The stack pointer indicates the next location that will be used. If the pointer has a value of 92, you know that the next value that you push will go into address 0192; or the next value that you pull will come from address 0193.
The command TXS - Transfer X to Stack Pointer, hex 9A - is most often used to reset the stack completely. This cancels everything: subroutines, interrupts, the whole works. On most PETs, you should set the pointer to hex FA with: LDX #$FA, TXS.
The command TSX – Transfer Stack Pointer to X, hex BA – is used for a couple of things.
You can check to see if you have too many things on the stack by coding TSX, CPX #$40 ... use whatever pointer limit you think is reasonable, but hex 40 is about as low as you should ever allow it to get.
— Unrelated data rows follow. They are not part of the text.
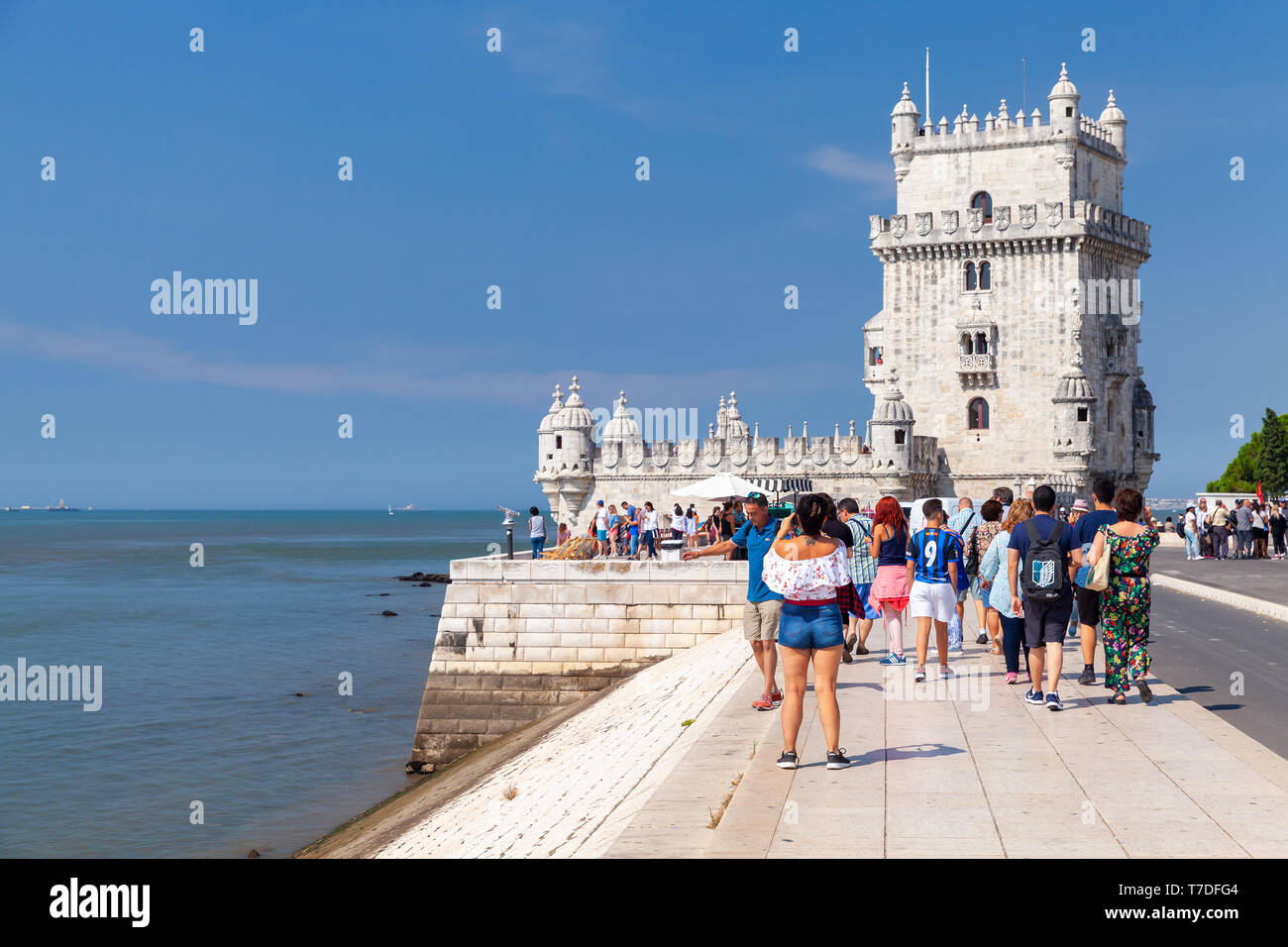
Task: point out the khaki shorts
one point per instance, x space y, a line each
760 620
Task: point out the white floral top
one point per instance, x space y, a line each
806 579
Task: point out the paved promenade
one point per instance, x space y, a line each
974 772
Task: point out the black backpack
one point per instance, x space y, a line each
1043 565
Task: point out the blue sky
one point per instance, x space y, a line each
516 169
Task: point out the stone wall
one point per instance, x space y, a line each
518 639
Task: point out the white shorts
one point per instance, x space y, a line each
935 600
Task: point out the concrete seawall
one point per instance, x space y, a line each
520 638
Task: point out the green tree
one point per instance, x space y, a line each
1241 474
1273 458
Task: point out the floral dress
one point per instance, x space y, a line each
1125 607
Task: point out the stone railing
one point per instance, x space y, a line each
518 639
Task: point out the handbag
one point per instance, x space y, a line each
1099 579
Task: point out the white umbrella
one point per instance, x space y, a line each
722 486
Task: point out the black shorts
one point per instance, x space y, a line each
1089 605
1044 622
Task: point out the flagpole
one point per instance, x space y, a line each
927 84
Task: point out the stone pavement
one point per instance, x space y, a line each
971 771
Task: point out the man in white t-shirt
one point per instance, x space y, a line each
601 527
1192 535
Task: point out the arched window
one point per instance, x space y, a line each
984 202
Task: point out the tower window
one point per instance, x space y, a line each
984 202
977 415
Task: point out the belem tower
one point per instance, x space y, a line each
1005 350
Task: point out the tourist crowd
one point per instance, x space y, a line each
1241 532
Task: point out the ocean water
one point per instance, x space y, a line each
201 668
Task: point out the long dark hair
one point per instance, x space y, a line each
890 513
810 513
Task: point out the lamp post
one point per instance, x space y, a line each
509 528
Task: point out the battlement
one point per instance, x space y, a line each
1006 132
1026 222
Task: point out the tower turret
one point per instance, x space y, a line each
903 131
1064 118
892 429
1116 121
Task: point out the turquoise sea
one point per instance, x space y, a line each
201 668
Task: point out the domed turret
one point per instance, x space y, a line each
892 429
1073 406
1116 121
575 414
1064 119
903 131
622 427
735 427
546 438
548 423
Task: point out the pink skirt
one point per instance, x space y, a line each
890 587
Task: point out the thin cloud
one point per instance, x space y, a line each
845 165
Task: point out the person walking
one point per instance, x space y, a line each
1087 600
1243 530
536 531
761 611
601 527
806 570
964 522
980 539
1278 523
890 589
1192 534
1044 558
863 573
1125 604
932 556
1010 626
648 525
1220 531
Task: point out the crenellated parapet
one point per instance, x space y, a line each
962 232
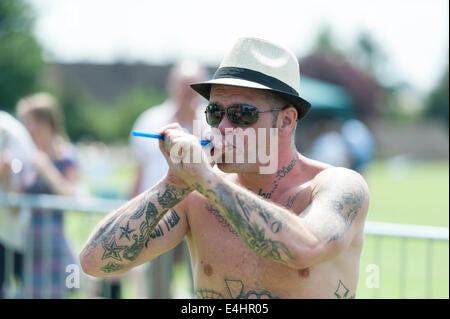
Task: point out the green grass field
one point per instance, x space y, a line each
410 193
415 193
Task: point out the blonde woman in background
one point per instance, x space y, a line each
57 173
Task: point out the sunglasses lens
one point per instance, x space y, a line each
242 114
213 115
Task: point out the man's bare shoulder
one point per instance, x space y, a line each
341 183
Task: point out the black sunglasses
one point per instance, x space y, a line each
237 114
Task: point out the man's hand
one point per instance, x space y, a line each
187 159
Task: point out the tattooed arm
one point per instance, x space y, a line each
322 231
145 227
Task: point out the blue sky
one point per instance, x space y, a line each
412 33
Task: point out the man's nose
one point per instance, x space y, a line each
224 124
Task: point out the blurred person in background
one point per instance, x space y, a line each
183 105
57 173
360 144
16 149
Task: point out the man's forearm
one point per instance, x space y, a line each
261 225
119 239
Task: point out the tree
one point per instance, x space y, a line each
20 54
439 99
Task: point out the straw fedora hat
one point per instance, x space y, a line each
259 64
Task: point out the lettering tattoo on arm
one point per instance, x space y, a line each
118 227
347 208
236 290
245 215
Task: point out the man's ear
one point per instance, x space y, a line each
288 117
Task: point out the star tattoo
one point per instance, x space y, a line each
126 231
112 250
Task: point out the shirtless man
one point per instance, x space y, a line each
295 233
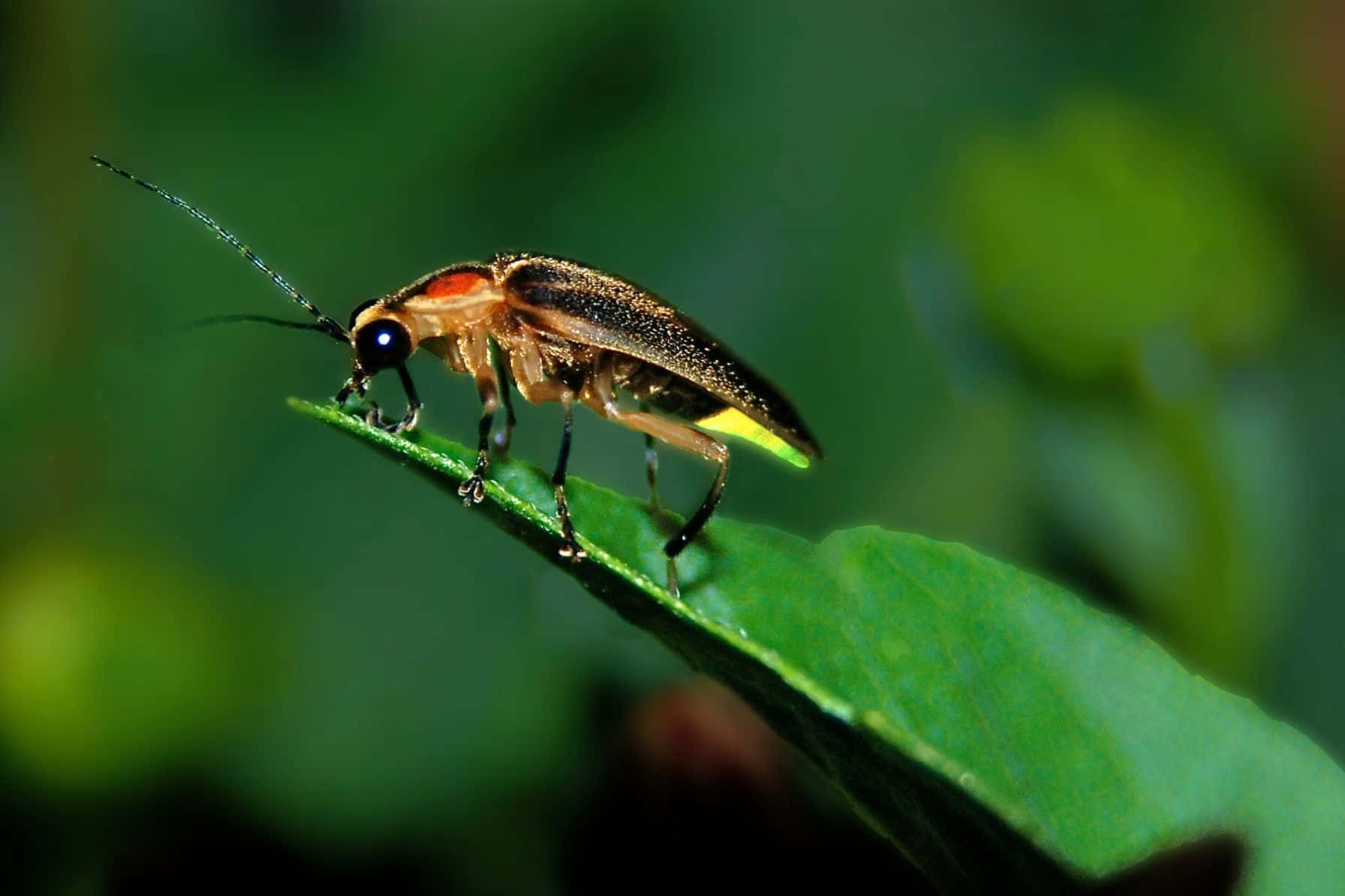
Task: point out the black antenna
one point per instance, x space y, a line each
275 322
324 323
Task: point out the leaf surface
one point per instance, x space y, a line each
1005 735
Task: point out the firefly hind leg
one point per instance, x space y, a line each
477 356
651 466
600 397
569 548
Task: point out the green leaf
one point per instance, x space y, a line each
1006 736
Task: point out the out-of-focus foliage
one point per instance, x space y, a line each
806 182
1112 230
942 688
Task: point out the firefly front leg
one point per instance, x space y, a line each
651 465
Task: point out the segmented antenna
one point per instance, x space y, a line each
324 323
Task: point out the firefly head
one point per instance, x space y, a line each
382 338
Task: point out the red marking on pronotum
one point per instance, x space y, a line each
453 284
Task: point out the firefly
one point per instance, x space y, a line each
557 331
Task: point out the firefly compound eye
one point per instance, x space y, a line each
382 344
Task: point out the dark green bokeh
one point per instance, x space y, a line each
1055 280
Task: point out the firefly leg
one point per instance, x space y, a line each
599 397
651 465
414 407
474 489
569 548
504 439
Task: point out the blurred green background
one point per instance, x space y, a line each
1059 280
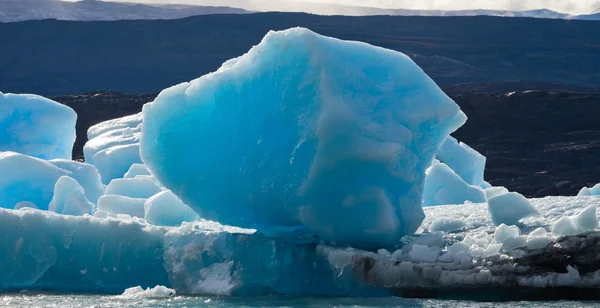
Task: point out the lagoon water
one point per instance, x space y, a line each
97 301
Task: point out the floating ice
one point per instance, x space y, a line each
47 251
585 221
504 232
422 253
509 208
156 292
133 188
443 186
446 225
463 160
36 126
26 178
303 131
135 170
594 191
69 198
165 209
492 192
113 146
115 204
25 205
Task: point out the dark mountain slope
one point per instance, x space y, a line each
538 143
52 57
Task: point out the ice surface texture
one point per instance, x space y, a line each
69 198
26 178
43 250
593 191
464 161
36 126
113 146
165 209
444 187
303 132
510 208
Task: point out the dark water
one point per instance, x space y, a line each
45 300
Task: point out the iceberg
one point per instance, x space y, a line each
165 209
36 126
69 198
47 251
113 205
304 133
26 178
585 221
136 170
467 163
156 292
444 187
593 191
113 146
510 208
133 188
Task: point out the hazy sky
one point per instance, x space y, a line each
566 6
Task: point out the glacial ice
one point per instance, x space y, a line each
113 146
593 191
443 187
133 188
26 178
87 254
116 204
585 221
135 170
492 192
36 126
276 140
165 209
446 225
69 198
509 208
504 232
464 161
156 292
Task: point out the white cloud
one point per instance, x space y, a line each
566 6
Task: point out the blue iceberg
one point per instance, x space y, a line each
113 146
26 178
36 126
304 133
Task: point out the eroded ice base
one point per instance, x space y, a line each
44 250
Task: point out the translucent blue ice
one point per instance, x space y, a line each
116 204
443 187
304 132
113 146
133 188
165 209
464 160
69 198
26 178
509 208
135 170
36 126
45 251
593 191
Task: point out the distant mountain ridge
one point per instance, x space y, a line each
91 10
94 10
51 57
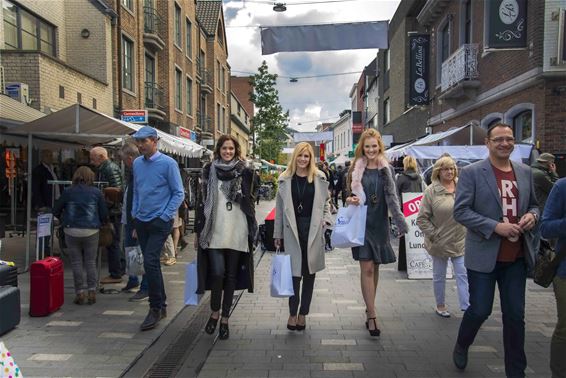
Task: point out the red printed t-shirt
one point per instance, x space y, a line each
509 250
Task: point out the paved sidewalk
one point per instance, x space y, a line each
415 342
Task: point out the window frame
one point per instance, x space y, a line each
178 89
177 27
189 95
38 22
126 39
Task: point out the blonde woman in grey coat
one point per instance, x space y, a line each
301 215
444 237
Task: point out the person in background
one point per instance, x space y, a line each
344 192
110 173
496 202
82 210
226 229
371 183
408 181
302 212
129 153
42 193
553 225
158 193
444 237
544 177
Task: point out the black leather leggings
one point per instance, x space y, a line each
224 270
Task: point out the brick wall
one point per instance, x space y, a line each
44 75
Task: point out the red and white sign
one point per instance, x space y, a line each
185 133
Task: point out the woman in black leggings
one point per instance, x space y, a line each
302 211
226 226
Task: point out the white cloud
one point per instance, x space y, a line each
310 100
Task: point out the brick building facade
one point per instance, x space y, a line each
471 83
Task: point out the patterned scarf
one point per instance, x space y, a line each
230 176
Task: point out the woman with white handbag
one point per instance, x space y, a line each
302 212
371 183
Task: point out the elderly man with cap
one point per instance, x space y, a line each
158 193
544 177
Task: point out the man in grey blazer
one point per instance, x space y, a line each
496 202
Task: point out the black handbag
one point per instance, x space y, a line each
546 264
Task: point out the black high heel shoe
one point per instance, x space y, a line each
223 331
211 325
301 327
376 331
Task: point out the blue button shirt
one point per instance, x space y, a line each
158 188
553 224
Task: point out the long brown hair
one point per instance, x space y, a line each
359 152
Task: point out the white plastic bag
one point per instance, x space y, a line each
191 284
134 261
281 276
350 227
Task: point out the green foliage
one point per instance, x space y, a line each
269 121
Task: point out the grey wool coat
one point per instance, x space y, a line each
286 227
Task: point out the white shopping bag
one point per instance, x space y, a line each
134 261
350 227
191 284
281 276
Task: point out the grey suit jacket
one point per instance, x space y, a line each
478 208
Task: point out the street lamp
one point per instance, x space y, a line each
279 7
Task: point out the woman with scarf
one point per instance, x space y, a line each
301 214
371 183
226 227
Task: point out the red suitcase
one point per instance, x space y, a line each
46 286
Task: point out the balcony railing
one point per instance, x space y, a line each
461 65
154 96
152 22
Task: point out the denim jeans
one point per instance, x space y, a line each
511 279
83 253
116 261
151 236
439 265
558 342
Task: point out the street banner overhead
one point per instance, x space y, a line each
419 69
507 22
349 36
313 137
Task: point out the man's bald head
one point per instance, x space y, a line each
98 155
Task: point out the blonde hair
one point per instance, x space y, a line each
409 163
359 152
443 162
292 167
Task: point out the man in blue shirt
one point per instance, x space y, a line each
158 193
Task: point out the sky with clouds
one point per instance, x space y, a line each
310 101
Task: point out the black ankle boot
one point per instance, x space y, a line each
211 325
223 331
153 317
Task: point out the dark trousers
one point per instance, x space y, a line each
511 279
151 236
116 262
223 265
305 298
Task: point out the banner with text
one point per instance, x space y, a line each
419 45
507 20
419 262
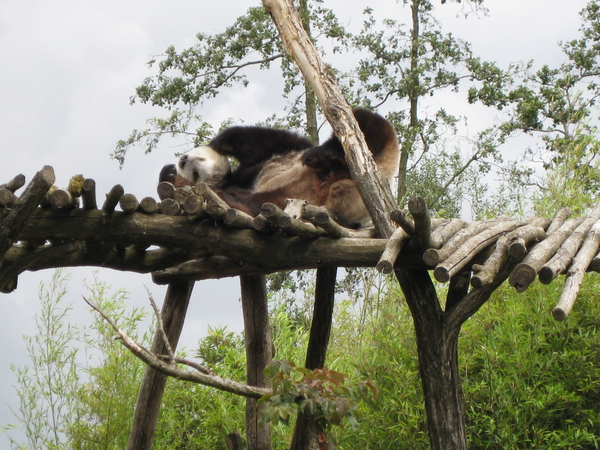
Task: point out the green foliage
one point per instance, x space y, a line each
529 381
195 416
47 385
322 393
104 403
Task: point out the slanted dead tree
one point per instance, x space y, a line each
190 235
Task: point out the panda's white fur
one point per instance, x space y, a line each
276 165
204 164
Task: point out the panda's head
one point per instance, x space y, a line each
204 164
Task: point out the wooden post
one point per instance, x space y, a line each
153 383
259 352
308 435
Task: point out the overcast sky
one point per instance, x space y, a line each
69 68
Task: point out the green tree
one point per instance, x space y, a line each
47 385
559 105
394 66
103 404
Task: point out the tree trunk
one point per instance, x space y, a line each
153 383
259 352
437 346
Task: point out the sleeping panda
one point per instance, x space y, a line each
276 164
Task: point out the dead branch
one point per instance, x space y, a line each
422 236
392 250
112 198
12 226
171 369
399 216
525 272
462 256
559 262
165 190
129 203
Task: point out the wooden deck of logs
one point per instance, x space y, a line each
274 240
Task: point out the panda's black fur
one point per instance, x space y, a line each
276 164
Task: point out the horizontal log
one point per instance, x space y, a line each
575 273
525 272
462 256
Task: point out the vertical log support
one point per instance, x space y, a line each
153 383
259 352
308 435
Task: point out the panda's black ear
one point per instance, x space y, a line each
325 157
168 173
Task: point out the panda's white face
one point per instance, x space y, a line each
204 164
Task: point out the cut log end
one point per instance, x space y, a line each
559 314
522 276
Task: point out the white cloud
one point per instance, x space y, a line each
69 68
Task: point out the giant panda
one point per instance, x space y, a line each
276 164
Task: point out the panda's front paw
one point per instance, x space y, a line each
168 173
319 158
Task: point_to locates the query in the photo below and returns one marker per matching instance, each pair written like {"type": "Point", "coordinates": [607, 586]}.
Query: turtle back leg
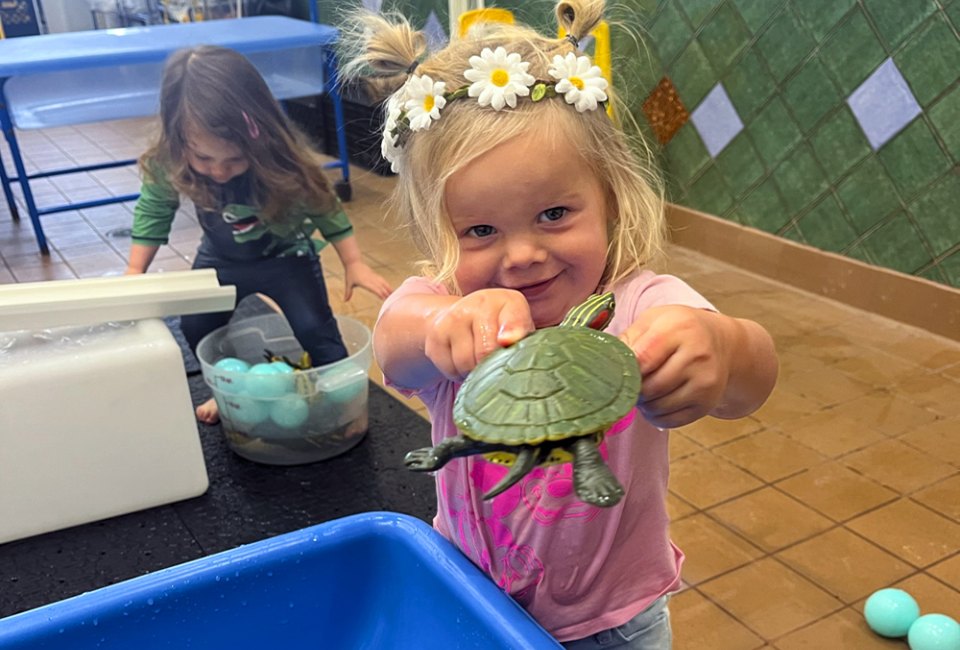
{"type": "Point", "coordinates": [428, 459]}
{"type": "Point", "coordinates": [527, 458]}
{"type": "Point", "coordinates": [592, 478]}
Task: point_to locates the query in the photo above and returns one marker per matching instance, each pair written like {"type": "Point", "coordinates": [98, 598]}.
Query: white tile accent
{"type": "Point", "coordinates": [716, 120]}
{"type": "Point", "coordinates": [883, 104]}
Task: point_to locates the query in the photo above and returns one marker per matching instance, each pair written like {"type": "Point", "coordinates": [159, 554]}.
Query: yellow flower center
{"type": "Point", "coordinates": [500, 78]}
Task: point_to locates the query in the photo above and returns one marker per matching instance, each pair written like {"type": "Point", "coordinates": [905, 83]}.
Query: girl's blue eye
{"type": "Point", "coordinates": [481, 231]}
{"type": "Point", "coordinates": [553, 214]}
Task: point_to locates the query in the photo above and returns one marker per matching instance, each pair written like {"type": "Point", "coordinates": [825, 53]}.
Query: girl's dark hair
{"type": "Point", "coordinates": [218, 91]}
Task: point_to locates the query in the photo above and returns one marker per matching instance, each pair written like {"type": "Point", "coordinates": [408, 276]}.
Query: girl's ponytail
{"type": "Point", "coordinates": [578, 18]}
{"type": "Point", "coordinates": [386, 45]}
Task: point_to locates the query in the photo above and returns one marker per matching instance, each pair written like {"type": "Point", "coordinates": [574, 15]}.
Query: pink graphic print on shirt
{"type": "Point", "coordinates": [546, 493]}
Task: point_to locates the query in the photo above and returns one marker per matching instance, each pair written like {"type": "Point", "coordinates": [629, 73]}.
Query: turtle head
{"type": "Point", "coordinates": [595, 312]}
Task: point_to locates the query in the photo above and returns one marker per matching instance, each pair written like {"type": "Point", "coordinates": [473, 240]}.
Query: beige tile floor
{"type": "Point", "coordinates": [846, 481]}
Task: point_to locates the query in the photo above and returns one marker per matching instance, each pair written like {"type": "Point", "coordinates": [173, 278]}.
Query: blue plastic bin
{"type": "Point", "coordinates": [376, 580]}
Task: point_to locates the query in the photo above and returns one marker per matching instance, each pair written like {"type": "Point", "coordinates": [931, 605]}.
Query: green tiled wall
{"type": "Point", "coordinates": [802, 167]}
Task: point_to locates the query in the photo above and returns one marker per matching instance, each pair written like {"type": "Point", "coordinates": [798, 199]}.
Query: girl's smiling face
{"type": "Point", "coordinates": [530, 218]}
{"type": "Point", "coordinates": [213, 157]}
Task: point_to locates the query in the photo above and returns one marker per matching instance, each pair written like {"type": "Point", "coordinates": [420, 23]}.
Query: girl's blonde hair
{"type": "Point", "coordinates": [387, 45]}
{"type": "Point", "coordinates": [218, 91]}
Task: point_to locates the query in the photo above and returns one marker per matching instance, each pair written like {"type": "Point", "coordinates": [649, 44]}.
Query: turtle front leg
{"type": "Point", "coordinates": [428, 459]}
{"type": "Point", "coordinates": [592, 478]}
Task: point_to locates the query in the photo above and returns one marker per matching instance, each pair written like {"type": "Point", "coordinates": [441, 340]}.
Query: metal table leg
{"type": "Point", "coordinates": [7, 125]}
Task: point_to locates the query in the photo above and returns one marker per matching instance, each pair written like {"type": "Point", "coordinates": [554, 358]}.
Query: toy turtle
{"type": "Point", "coordinates": [546, 399]}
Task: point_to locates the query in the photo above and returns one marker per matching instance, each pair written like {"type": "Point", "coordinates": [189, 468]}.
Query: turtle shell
{"type": "Point", "coordinates": [554, 384]}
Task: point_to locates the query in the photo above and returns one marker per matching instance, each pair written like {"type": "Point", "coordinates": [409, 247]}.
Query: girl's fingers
{"type": "Point", "coordinates": [514, 322]}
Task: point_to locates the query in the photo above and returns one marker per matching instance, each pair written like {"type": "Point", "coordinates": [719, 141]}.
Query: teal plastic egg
{"type": "Point", "coordinates": [934, 632]}
{"type": "Point", "coordinates": [290, 411]}
{"type": "Point", "coordinates": [891, 612]}
{"type": "Point", "coordinates": [243, 411]}
{"type": "Point", "coordinates": [266, 380]}
{"type": "Point", "coordinates": [231, 379]}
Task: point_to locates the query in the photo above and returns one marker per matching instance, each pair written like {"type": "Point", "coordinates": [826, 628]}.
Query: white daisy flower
{"type": "Point", "coordinates": [581, 83]}
{"type": "Point", "coordinates": [388, 147]}
{"type": "Point", "coordinates": [498, 78]}
{"type": "Point", "coordinates": [424, 101]}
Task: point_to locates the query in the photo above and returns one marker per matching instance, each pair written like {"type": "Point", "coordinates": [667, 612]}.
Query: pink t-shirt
{"type": "Point", "coordinates": [578, 569]}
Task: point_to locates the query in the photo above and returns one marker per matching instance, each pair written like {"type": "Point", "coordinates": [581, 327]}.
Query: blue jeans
{"type": "Point", "coordinates": [648, 630]}
{"type": "Point", "coordinates": [297, 286]}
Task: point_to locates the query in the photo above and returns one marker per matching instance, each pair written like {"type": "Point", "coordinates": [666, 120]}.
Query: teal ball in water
{"type": "Point", "coordinates": [267, 381]}
{"type": "Point", "coordinates": [290, 411]}
{"type": "Point", "coordinates": [229, 374]}
{"type": "Point", "coordinates": [891, 612]}
{"type": "Point", "coordinates": [934, 632]}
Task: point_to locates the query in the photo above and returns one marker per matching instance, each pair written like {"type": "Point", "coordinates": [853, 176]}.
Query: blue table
{"type": "Point", "coordinates": [72, 78]}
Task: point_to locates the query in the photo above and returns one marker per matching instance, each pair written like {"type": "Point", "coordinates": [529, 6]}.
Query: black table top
{"type": "Point", "coordinates": [245, 502]}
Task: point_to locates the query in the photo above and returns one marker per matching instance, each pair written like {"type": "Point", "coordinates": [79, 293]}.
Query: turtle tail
{"type": "Point", "coordinates": [527, 459]}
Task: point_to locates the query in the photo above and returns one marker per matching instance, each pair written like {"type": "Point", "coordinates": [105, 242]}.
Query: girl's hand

The stack is in memory, of course; so you can look through the stack directly by examining the contents of locations 0100 to 01FF. You'll need to know where to start, of course, and TSX comes in handy here. If you give TSX followed by LDA $0100,X you will load the location to which the stack points. That may not be too useful, since it's the next location to be filled, and isn't part of the "active" stack. By incrementing X, however, or by looking higher with an instruction such as LDA $0101,X you can get to whatever part of the stack interests you.
Most of the time, the stack will take care of itself. Occasionally, however, you'll find that digging a little deeper into the mechanics of the stack can make it possible to do some very effective coding.